Notant les négociations tarifaires en cours entre l’Union européenne et les États-Unis, Kullmann a déclaré que même si un accord tarifaire pouvait être conclu, l’incertitude à long terme restera due à la nature imprévisible et erratique de la politique américaine.
Kullmann a appelé les affaires européennes et les dirigeants politiques à prendre des mesures décisives, ajoutant que la réponse de l’Europe à « l’Amérique d’abord » doit être « en premier ».
Face à une concurrence mondiale de plus en plus féroce, l’Europe doit renforcer sa puissance économique et sa compétitivité mondiale, plutôt que de recourir au protectionnisme du commerce, a ajouté Kullmann.
En Grande-Bretagne, les experts ont souligné le rôle des tarifs américains sur le marché du travail affaiblissant, avec la hausse du chômage et le recrutement stagné.
Les données publiées par The Office for National Statistics ont révélé jeudi que le taux de chômage du pays pour les personnes âgées de 16 ans et était plus de 4,7% au cours de la période de mars 2025. Cela marque une augmentation notable des deux sur un an et un trimestre sur le trimestre, ce qui a poussé le taux à son plus haut niveau en près de quatre ans.
« Les augmentations d’impôt du gouvernement, un salaire minimum plus élevé et la guerre commerciale américaine arrivent sur le marché des emplois », a rapporté le Financial Times.
Malgré l’accord commercial du Royaume-Uni-US, les experts estiment que la menace continue des tarifs américains contribue aux données négatives et continuera d’influencer le marché du travail et l’économie britannique à long terme.
David Bailey, professeur d’économie commerciale à l’Université de Birmingham, a noté que les tarifs américains ont un impact sur les secteurs britanniques axés sur les exportations et, à leur tour, le marché du travail.
« Même si la Grande-Bretagne a obtenu cet accord avec Trump sur les tarifs, les tarifs sont toujours passés de 2,5% à 10%. Ce n’est peut-être pas de 25%, mais cela va toujours affecter les exportations de la Grande-Bretagne et donc une croissance économique », a déclaré Bailey.
Au Portugal, les vignerons sont confrontés à des difficultés alors que les tarifs américains et l’incertitude d’exportation pèsent sur l’industrie.
Se référant aux tarifs américains, Joao Matos, membre du conseil d’administration de la cave coopérative Favaios – l’un des producteurs les plus emblématiques du Portugal de vins fortifiés sucrés – a déclaré que « tout avait été suspendu ».
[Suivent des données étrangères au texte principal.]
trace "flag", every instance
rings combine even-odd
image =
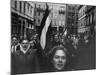
[[[46,35],[51,23],[49,12],[50,11],[48,10],[48,6],[47,6],[43,19],[41,21],[41,25],[40,25],[40,45],[43,50],[45,49],[45,46],[46,46],[46,39],[47,39]]]

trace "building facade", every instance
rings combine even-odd
[[[78,5],[66,5],[66,27],[68,34],[77,34],[78,25]]]
[[[12,35],[26,35],[26,29],[33,27],[34,5],[32,2],[11,0]]]

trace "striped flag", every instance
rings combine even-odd
[[[51,19],[50,19],[50,14],[49,14],[49,10],[48,10],[48,6],[45,10],[45,14],[44,14],[44,17],[41,21],[41,28],[40,28],[40,45],[41,45],[41,48],[44,50],[45,49],[45,46],[46,46],[46,35],[47,35],[47,32],[48,32],[48,28],[50,26],[50,23],[51,23]]]

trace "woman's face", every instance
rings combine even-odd
[[[66,64],[66,54],[63,50],[57,50],[53,56],[53,65],[57,70],[62,70]]]

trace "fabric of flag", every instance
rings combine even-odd
[[[47,34],[47,31],[48,31],[48,28],[49,28],[50,22],[51,22],[49,13],[50,13],[50,11],[48,10],[48,6],[47,6],[44,16],[43,16],[43,19],[40,24],[40,46],[43,50],[45,49],[46,34]]]
[[[42,49],[44,49],[45,45],[46,45],[46,33],[48,31],[48,27],[50,25],[50,22],[51,22],[51,20],[50,20],[50,17],[48,16],[46,19],[46,22],[45,22],[45,26],[44,26],[42,33],[41,33],[41,37],[40,37],[40,45],[41,45]]]

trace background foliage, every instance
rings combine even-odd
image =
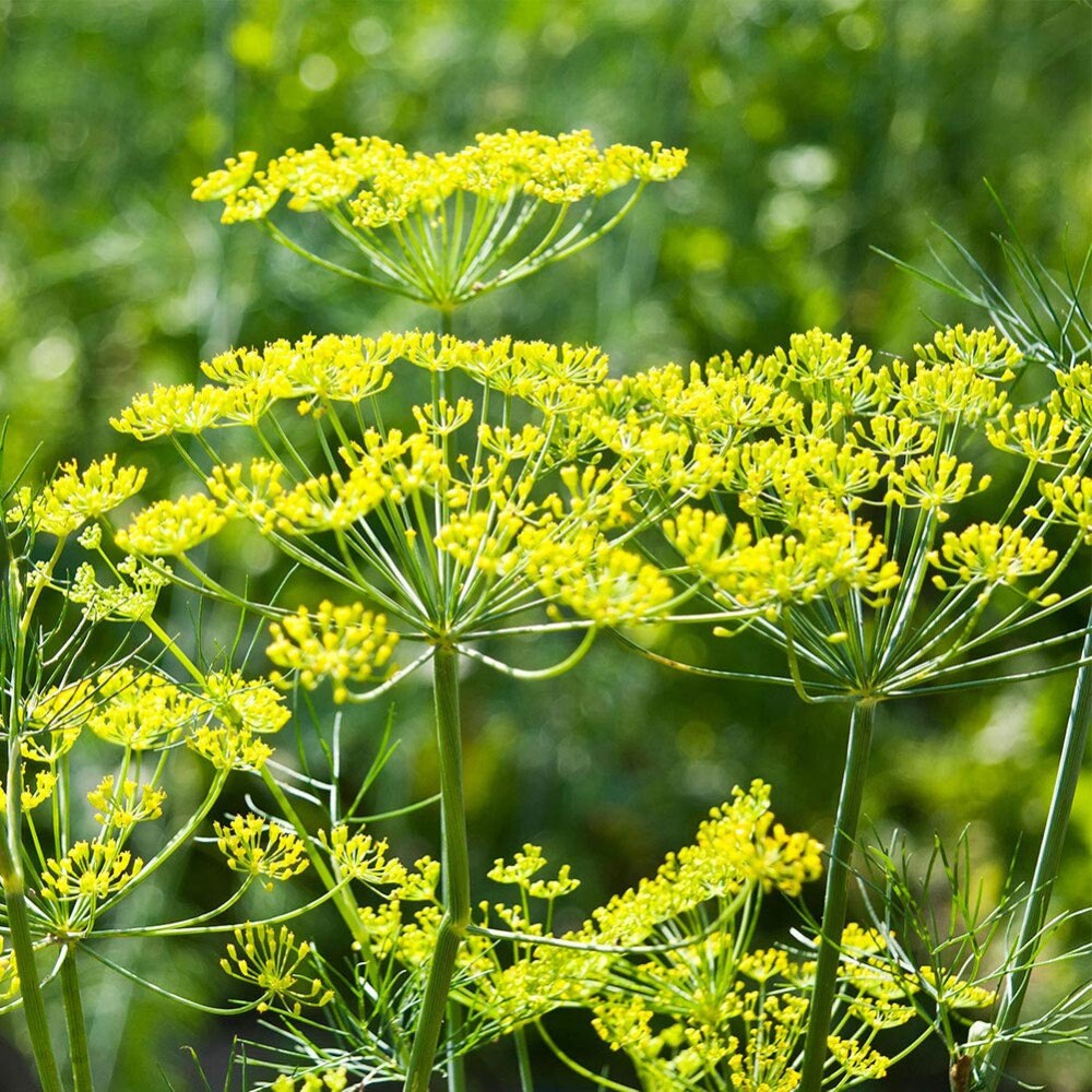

Plus tôt cette année, le président américain Donald Trump a imposé un tarif universel de 10% sur les importations de la plupart des pays, ainsi que de l’UE, et a signalé des plans début juillet pour augmenter les tarifs sur les produits de l’UE à 30%.
« Les raisins, comme les gens, n’ont pas peur de la chaleur. Ils craignent seulement de perdre une direction », a-t-il dit, ses yeux fixés sur une vigne capricieuse. « Une fois qu’ils s’égarent, ils cessent de grandir correctement. »
Les Favaios coopératives exportent à 23 pays, les États-Unis comme un marché le plus important et la plus rapide. L’année dernière, les expéditions aux États-Unis ont rapporté environ 290 712 $, soit environ 10% des exportations totales de la coopérative.
Favaios ne représente qu’un coin d’une crise plus large. Selon Rui Paredes, président de la Douro Winegrowers ‘Association, des tarifs plus élevés ont conduit à des suspensions immédiates et à des annulations pure et simple.
« Les États-Unis importent des vins de haut niveau et de grande valeur. Maintenant, ces commandes ont disparu, et il n’y a pas de marché de sauvegarde. Ces bouteilles sont coincées ici avec nulle part où aller », a déclaré Paredes.